Activation of the services would look something like this


var sm = new ServicesManager();
sm.RegisterService(typeof(InputService));
sm.RegisterService(typeof(GameService));

If we wanted to execute the game for 10 steps, it would look like this.

for (int i = 0; i < 10; i++)

     sm.Execute();

To unregister a service.

sm.UnregisterService(typeof(GameService));

A sample implementation of InputEventArgs and InputService

class InputEventArgs:EventArgs

{

    public char ScanCode { get; set; }

}

class InputService:IService

{

    public void RegisterEvents(ServicesManager m)

    {}

    public void ExecuteFrame(ServicesManager m)

    {

        m.SubmitMessage(this, 

            typeof(InputEventArgs), 

            new InputEventArgs() {ScanCode = 'a' });

    }

}

Each time ExecuteFrame is called, this sample service puts a new message into the queue.

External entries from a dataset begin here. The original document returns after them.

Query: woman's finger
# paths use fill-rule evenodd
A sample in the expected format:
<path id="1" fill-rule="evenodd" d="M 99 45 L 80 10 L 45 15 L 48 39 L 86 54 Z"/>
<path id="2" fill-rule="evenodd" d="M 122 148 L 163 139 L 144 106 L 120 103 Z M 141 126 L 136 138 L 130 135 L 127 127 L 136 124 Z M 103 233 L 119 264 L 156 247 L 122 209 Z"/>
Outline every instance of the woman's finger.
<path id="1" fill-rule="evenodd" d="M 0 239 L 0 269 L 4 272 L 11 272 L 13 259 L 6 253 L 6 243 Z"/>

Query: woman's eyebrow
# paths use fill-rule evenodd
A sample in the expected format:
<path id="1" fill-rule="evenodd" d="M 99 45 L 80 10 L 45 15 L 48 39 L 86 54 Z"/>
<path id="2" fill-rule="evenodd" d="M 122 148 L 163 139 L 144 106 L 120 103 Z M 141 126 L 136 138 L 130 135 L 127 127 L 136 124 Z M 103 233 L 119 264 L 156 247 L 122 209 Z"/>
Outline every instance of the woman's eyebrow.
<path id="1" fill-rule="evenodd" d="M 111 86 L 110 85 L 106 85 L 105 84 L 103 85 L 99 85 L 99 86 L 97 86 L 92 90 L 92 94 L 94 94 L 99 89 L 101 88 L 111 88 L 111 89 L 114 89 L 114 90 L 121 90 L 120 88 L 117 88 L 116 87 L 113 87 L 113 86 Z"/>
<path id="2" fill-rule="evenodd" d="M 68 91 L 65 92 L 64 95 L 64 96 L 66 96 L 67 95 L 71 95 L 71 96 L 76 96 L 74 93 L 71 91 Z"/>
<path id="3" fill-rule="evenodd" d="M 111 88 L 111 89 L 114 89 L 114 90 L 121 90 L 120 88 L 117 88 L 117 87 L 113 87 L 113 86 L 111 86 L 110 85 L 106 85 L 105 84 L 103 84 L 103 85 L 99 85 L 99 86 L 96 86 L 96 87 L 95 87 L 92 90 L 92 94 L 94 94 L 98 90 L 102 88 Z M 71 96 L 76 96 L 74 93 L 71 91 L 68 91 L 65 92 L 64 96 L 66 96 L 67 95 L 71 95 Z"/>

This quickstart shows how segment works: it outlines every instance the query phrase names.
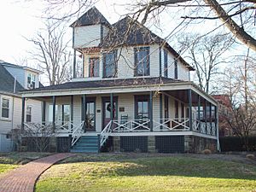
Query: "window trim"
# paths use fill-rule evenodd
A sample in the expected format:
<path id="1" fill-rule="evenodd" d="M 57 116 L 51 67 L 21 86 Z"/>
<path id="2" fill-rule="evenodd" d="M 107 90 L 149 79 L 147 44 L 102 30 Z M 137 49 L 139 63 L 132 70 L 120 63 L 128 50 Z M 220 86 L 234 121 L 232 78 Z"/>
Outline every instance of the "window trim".
<path id="1" fill-rule="evenodd" d="M 177 79 L 177 60 L 174 59 L 174 79 Z"/>
<path id="2" fill-rule="evenodd" d="M 164 49 L 164 76 L 168 78 L 168 52 Z"/>
<path id="3" fill-rule="evenodd" d="M 31 108 L 31 111 L 30 111 L 30 121 L 27 121 L 27 108 Z M 32 105 L 27 105 L 26 108 L 26 122 L 32 122 Z"/>
<path id="4" fill-rule="evenodd" d="M 98 62 L 99 62 L 99 66 L 98 66 L 98 75 L 97 76 L 90 76 L 90 61 L 91 60 L 98 60 Z M 100 77 L 100 57 L 99 56 L 92 56 L 92 57 L 90 57 L 89 58 L 89 65 L 88 65 L 88 77 L 89 78 L 99 78 Z"/>
<path id="5" fill-rule="evenodd" d="M 96 131 L 96 98 L 95 96 L 93 97 L 86 97 L 85 99 L 85 105 L 86 105 L 86 111 L 84 112 L 85 115 L 87 114 L 87 103 L 90 103 L 90 102 L 93 102 L 94 103 L 94 118 L 93 118 L 93 120 L 94 120 L 94 127 L 93 129 L 90 130 L 86 127 L 86 131 Z M 84 117 L 84 119 L 85 119 L 86 117 Z"/>
<path id="6" fill-rule="evenodd" d="M 148 51 L 148 54 L 147 55 L 147 73 L 146 74 L 138 74 L 137 73 L 137 53 L 140 50 L 147 50 Z M 150 76 L 150 47 L 136 47 L 134 48 L 134 77 L 145 77 L 145 76 Z"/>
<path id="7" fill-rule="evenodd" d="M 113 58 L 114 58 L 114 74 L 112 75 L 112 76 L 106 76 L 106 71 L 105 71 L 105 65 L 106 65 L 106 55 L 108 54 L 113 54 Z M 109 51 L 109 52 L 106 52 L 106 53 L 103 53 L 103 59 L 102 59 L 102 79 L 112 79 L 112 78 L 117 78 L 118 77 L 118 74 L 117 74 L 117 72 L 118 72 L 118 63 L 117 63 L 117 50 L 114 49 L 114 50 L 112 50 L 112 51 Z"/>
<path id="8" fill-rule="evenodd" d="M 10 120 L 11 119 L 11 108 L 12 108 L 12 104 L 11 104 L 11 97 L 9 96 L 1 96 L 1 119 L 6 119 L 6 120 Z M 6 99 L 9 101 L 9 108 L 8 108 L 8 117 L 3 117 L 3 100 Z"/>

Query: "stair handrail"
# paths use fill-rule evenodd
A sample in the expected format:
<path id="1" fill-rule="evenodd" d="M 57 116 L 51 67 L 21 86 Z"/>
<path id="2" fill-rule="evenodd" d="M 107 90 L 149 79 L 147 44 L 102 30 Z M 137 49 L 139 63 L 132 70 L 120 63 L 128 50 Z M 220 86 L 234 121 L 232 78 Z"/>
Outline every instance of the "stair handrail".
<path id="1" fill-rule="evenodd" d="M 84 121 L 82 121 L 72 132 L 72 142 L 71 146 L 73 147 L 77 141 L 82 137 L 83 134 L 83 126 L 84 125 Z"/>
<path id="2" fill-rule="evenodd" d="M 108 138 L 109 134 L 112 132 L 111 127 L 112 127 L 112 120 L 110 120 L 108 122 L 108 124 L 106 125 L 106 127 L 101 132 L 101 135 L 100 135 L 100 139 L 101 139 L 100 147 L 101 148 L 103 146 L 103 144 L 105 143 L 105 142 Z"/>

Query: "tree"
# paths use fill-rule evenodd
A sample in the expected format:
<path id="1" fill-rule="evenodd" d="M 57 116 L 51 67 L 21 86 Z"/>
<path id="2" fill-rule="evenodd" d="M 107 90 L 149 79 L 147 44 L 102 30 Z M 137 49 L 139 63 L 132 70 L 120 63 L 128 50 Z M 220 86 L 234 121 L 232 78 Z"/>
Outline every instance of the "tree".
<path id="1" fill-rule="evenodd" d="M 220 81 L 231 102 L 231 116 L 226 117 L 225 120 L 247 150 L 249 149 L 248 137 L 256 131 L 254 63 L 255 59 L 247 52 L 242 63 L 227 67 L 225 80 Z"/>
<path id="2" fill-rule="evenodd" d="M 45 23 L 45 29 L 28 41 L 35 44 L 36 49 L 30 51 L 30 54 L 45 72 L 50 85 L 70 79 L 70 40 L 66 39 L 65 26 L 48 21 Z"/>
<path id="3" fill-rule="evenodd" d="M 179 4 L 179 3 L 192 2 L 192 3 Z M 250 49 L 256 51 L 256 39 L 246 31 L 246 26 L 252 25 L 254 20 L 254 11 L 256 9 L 256 0 L 241 0 L 241 1 L 217 1 L 217 0 L 204 0 L 205 3 L 201 4 L 197 1 L 191 0 L 161 0 L 161 1 L 149 1 L 144 3 L 138 2 L 134 8 L 137 8 L 133 13 L 136 18 L 143 16 L 142 23 L 144 24 L 150 14 L 153 15 L 158 15 L 161 9 L 170 8 L 173 9 L 173 5 L 183 7 L 195 7 L 210 9 L 216 15 L 215 17 L 210 17 L 207 15 L 201 16 L 201 12 L 195 12 L 195 16 L 182 16 L 184 19 L 219 19 L 224 26 L 230 30 L 233 35 L 246 44 Z M 246 15 L 247 14 L 247 15 Z M 241 22 L 238 24 L 238 22 Z M 249 29 L 247 29 L 249 31 Z"/>
<path id="4" fill-rule="evenodd" d="M 195 80 L 200 88 L 209 93 L 212 79 L 220 73 L 218 66 L 224 63 L 222 55 L 234 40 L 225 33 L 205 37 L 188 33 L 183 34 L 177 39 L 180 50 L 188 50 L 185 58 L 195 68 Z"/>

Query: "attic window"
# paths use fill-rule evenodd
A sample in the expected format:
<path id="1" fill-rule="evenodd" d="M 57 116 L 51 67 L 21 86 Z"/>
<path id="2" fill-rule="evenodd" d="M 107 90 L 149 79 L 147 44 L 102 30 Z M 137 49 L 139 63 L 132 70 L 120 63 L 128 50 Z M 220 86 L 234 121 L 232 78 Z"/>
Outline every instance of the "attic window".
<path id="1" fill-rule="evenodd" d="M 2 117 L 9 118 L 9 99 L 2 99 Z"/>
<path id="2" fill-rule="evenodd" d="M 134 49 L 135 76 L 149 75 L 149 47 Z"/>
<path id="3" fill-rule="evenodd" d="M 90 58 L 89 59 L 89 77 L 99 77 L 100 71 L 100 59 L 96 58 Z"/>
<path id="4" fill-rule="evenodd" d="M 36 75 L 32 73 L 27 74 L 27 88 L 34 89 L 36 85 Z"/>
<path id="5" fill-rule="evenodd" d="M 103 54 L 103 77 L 104 78 L 115 78 L 117 74 L 115 50 L 109 53 Z"/>

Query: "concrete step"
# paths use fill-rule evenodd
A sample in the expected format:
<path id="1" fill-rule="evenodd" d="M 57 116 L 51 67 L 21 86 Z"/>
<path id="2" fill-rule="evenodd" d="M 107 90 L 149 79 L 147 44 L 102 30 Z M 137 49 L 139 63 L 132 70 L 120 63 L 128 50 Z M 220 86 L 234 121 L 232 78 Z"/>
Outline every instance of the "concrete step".
<path id="1" fill-rule="evenodd" d="M 70 150 L 72 153 L 88 153 L 88 154 L 97 154 L 98 150 L 96 149 L 76 149 L 76 148 L 72 148 Z"/>

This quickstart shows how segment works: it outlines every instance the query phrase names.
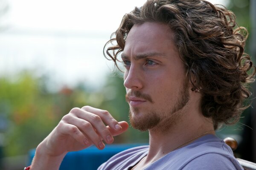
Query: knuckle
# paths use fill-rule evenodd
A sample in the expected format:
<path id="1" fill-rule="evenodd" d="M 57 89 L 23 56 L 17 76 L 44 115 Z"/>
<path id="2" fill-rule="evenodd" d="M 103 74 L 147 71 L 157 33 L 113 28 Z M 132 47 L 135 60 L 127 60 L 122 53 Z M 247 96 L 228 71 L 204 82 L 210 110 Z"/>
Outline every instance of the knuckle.
<path id="1" fill-rule="evenodd" d="M 64 121 L 66 121 L 68 120 L 70 118 L 70 116 L 68 114 L 66 114 L 66 115 L 62 117 L 62 119 L 61 120 Z M 62 121 L 61 121 L 61 122 L 62 123 L 64 123 L 64 122 L 62 122 Z M 61 122 L 60 122 L 60 123 L 61 123 Z"/>
<path id="2" fill-rule="evenodd" d="M 108 129 L 107 128 L 103 129 L 102 131 L 102 133 L 103 134 L 108 134 L 110 133 L 109 130 L 108 130 Z"/>
<path id="3" fill-rule="evenodd" d="M 81 109 L 83 109 L 83 110 L 88 110 L 90 108 L 90 106 L 83 106 L 81 108 Z"/>
<path id="4" fill-rule="evenodd" d="M 95 122 L 99 122 L 101 121 L 101 119 L 100 117 L 99 116 L 96 115 L 96 114 L 93 114 L 91 116 L 92 119 L 93 121 Z"/>
<path id="5" fill-rule="evenodd" d="M 76 126 L 72 126 L 70 127 L 69 130 L 71 133 L 73 133 L 77 134 L 78 133 L 79 130 L 78 128 L 77 128 Z"/>
<path id="6" fill-rule="evenodd" d="M 116 123 L 118 123 L 118 122 L 115 119 L 112 118 L 110 120 L 110 123 L 113 124 L 116 124 Z"/>
<path id="7" fill-rule="evenodd" d="M 102 111 L 102 114 L 105 116 L 111 116 L 108 110 L 103 110 Z"/>
<path id="8" fill-rule="evenodd" d="M 80 109 L 78 108 L 74 108 L 71 110 L 70 113 L 76 113 L 79 112 L 80 111 Z"/>
<path id="9" fill-rule="evenodd" d="M 92 127 L 92 125 L 90 123 L 86 122 L 84 122 L 81 126 L 84 129 L 88 129 Z"/>

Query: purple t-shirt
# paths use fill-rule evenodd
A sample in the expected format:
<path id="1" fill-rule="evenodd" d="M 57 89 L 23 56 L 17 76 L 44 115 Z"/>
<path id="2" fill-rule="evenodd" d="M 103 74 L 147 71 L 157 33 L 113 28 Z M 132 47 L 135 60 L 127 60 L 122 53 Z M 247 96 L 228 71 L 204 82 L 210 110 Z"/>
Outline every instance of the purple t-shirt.
<path id="1" fill-rule="evenodd" d="M 148 154 L 148 146 L 133 147 L 114 155 L 98 170 L 128 170 Z M 171 152 L 152 163 L 149 170 L 243 170 L 229 146 L 213 135 L 207 135 Z"/>

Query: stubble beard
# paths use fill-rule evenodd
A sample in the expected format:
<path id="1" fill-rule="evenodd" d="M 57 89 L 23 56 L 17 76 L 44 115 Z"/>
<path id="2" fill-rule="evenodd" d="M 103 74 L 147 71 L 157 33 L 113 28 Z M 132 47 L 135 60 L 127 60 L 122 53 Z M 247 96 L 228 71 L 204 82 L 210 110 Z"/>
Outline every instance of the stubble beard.
<path id="1" fill-rule="evenodd" d="M 145 115 L 140 119 L 133 116 L 139 113 L 140 110 L 137 108 L 131 108 L 129 118 L 131 125 L 134 129 L 141 131 L 149 129 L 156 129 L 162 132 L 169 130 L 172 126 L 177 123 L 181 119 L 180 111 L 186 105 L 190 99 L 189 84 L 184 83 L 183 88 L 179 93 L 174 106 L 166 113 L 159 113 L 154 110 L 144 113 Z"/>

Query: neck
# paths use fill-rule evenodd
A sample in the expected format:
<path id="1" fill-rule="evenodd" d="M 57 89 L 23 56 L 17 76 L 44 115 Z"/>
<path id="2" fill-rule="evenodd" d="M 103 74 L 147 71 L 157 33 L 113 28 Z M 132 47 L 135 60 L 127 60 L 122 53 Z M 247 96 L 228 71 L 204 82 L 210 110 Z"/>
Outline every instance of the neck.
<path id="1" fill-rule="evenodd" d="M 145 163 L 151 163 L 204 135 L 215 134 L 212 123 L 201 113 L 198 114 L 199 117 L 191 112 L 179 113 L 183 114 L 183 117 L 179 117 L 178 121 L 169 128 L 163 125 L 166 125 L 163 122 L 157 127 L 149 130 L 149 150 Z"/>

This is the sample implementation for a game service, it a very trivial implementation.

class GameService : IService

{

    public void RegisterEvents(ServicesManager m)

    {

        m.RegisterEventHandler(

            typeof(InputEventArgs),

            this,

            (a) =>

            {

                Console.WriteLine(

                    (a.EventArguments

                    as InputEventArgs).ScanCode);

            }

            );

    }

    public void ExecuteFrame(ServicesManager m)

    { }

}

That more or less wraps it up. This isn't 'the' way to do it, there's certainly much better ways to do it. You could have each service executing in it's own thread. Some people would rather not use tuples. The takeaway should be that this is another tool you throw in your toolbox.